À une autre époque, au XIXe siècle par exemple, certains comme Victor Hugo et ses proches se raccrochaient aux morts en les convoquant grâce aux tables tournantes, un élément biographique réel que plusieurs ignorent au sujet de l’écrivain de Notre-Dame de Paris qui s’adonnait régulièrement à des séances de spiritisme. « Comme lors de son dialogue avec l’esprit de Shakespeare, il voulait poursuivre l’histoire que les morts avaient commencée, il n’est donc jamais seul, lui, car il est dans l’Histoire, il est le successeur de quelqu’un, ce qui n’est pas le cas de Paul », explique l’écrivain. Cette différence de vision, de besoin d’élévation chez Paul comme chez Hugo, est marquée dans Les manifestations, démontrant ainsi que chaque vie n’est pas vouée à la même envergure, mais qu’il suffit parfois d’une toute petite étincelle pour en changer le cours. Il y a cent ans, que faisaient les gens qui vivaient dans la même ville que Paul, pour laquelle il a d’ailleurs une profonde affection? Ça tombe bien, il travaille à la Société d’histoire et de généalogie de Sherbrooke. C’est peut-être de là que viendra l’étincelle… « Paul est la caricature du bon gars, de celui qui est tourné vers les autres parce qu’il n’a pas beaucoup d’ambition personnelle, il veut juste répondre aux attentes. Puis, tout à coup, on ne lui demande plus rien. »

De la modestie
Comment se dépasser, voir plus loin quand la vision qu’on cultive de soi-même reste modeste, souvent héritée dans les transmissions des valeurs parentales ? Pourquoi avoir aussi peu de confiance naturelle, alors que d’autres vivent avec une haute opinion d’eux-mêmes, une assurance qui les pousse à se dépasser? Les réseaux sociaux ne pullulent-ils pas de selfies? À une autre époque, on n’y échappait pas, confirme l’écrivain qui enseigne aussi la littérature au Cégep de Sherbrooke. « André Breton ou Victor Hugo, je n’en reviens pas comme ils étaient sûrs d’eux. Ce sont de grands écrivains, mais il y en a eu d’autres… Ce qui m’épate, chez eux, c’est leur attitude, leur posture… Les deux, par exemple, aimaient se faire photographier, ça montre leur désir de briller », réfléchit Patrick Nicol, qui n’affiche pas ce type de confiance, bien au contraire.

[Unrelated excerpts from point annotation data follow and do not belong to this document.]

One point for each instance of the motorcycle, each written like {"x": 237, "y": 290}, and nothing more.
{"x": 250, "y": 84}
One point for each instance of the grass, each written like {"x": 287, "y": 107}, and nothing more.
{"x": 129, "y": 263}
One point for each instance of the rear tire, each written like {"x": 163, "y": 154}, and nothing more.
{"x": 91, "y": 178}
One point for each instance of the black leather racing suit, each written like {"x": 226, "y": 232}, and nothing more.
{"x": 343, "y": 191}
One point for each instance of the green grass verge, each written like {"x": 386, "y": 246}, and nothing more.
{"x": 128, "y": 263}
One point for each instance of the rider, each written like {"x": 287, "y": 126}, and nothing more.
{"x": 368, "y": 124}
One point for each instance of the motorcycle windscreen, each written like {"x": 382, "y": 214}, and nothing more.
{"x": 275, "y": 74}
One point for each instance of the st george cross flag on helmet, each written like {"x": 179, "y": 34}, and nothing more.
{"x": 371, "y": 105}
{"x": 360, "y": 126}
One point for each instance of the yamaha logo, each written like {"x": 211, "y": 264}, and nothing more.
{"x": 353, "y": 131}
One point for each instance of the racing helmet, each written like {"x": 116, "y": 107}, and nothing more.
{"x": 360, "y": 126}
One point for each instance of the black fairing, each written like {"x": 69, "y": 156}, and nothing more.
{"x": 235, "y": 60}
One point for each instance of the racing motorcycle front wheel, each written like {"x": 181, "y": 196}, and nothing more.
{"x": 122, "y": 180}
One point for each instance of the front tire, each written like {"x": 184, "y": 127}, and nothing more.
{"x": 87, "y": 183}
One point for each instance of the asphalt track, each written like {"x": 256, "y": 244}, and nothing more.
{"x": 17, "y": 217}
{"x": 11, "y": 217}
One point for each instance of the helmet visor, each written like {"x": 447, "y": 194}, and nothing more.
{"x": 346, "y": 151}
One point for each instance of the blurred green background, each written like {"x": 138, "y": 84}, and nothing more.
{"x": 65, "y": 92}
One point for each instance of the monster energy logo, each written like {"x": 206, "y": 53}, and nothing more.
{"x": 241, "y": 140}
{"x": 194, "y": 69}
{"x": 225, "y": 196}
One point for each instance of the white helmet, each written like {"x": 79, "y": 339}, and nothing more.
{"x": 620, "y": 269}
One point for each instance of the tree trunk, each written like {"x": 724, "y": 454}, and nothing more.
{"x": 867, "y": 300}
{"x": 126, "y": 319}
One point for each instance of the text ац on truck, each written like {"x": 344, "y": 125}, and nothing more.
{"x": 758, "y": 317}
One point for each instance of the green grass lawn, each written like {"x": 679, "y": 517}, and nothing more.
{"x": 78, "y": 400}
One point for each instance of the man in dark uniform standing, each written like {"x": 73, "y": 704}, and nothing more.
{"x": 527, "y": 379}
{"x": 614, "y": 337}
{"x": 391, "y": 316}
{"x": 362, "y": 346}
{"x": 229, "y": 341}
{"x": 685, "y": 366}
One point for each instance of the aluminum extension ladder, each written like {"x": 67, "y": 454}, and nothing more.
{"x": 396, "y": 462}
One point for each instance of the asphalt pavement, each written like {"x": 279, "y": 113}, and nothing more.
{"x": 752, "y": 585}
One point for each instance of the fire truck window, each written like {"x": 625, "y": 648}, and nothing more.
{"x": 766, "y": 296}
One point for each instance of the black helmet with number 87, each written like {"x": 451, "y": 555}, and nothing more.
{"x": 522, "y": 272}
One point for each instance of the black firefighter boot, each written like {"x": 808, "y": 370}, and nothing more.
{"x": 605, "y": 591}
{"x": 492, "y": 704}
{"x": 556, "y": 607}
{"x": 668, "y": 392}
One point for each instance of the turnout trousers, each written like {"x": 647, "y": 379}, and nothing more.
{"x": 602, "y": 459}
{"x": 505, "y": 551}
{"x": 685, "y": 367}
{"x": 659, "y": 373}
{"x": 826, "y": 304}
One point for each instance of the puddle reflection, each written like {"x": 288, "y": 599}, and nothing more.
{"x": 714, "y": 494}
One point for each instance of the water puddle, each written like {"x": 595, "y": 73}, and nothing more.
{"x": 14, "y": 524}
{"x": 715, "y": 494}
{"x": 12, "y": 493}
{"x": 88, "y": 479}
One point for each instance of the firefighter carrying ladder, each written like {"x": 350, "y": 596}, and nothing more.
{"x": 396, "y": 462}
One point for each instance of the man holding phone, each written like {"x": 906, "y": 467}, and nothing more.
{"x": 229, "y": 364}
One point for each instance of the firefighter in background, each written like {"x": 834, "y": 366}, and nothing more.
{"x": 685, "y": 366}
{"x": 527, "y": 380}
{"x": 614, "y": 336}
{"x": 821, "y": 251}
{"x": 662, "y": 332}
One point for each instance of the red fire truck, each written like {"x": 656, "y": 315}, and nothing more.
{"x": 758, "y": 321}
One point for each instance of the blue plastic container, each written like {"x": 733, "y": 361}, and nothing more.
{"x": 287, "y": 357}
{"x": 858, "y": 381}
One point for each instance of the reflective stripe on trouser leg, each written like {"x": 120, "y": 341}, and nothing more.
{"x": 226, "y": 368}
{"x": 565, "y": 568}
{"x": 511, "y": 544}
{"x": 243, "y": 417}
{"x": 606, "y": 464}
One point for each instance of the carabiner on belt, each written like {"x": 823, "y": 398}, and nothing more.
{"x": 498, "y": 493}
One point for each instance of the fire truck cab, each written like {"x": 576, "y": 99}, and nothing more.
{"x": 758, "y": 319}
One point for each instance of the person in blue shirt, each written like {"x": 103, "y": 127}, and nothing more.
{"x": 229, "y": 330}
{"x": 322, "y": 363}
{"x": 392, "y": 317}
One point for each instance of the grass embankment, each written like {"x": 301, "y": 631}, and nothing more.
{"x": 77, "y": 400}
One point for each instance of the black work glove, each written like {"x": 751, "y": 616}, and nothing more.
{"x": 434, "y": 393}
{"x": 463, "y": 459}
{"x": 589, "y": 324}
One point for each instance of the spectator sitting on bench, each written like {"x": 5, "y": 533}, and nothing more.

« Je ne me sens pas autorisé à tout dire et à tout faire. J’ai toujours eu une sorte de scrupule à imposer 400 pages aux gens. Un petit livre discret me ressemblait plus. Mais, là, j’avais beaucoup de matière, il fallait trouver la manière », avoue-t-il. À son éditeur, il a même déposé son manuscrit, puis s’est ravisé, lui demandant de ne pas le lire finalement, qu’il allait le revoir encore. Le doute. Toujours le doute. N’est-ce pas Jules Renard qui écrivait : « Le talent, ce n’est pas d’écrire une page, c’est d’en écrire trois cents. » Voilà qui devrait apaiser quelques craintes.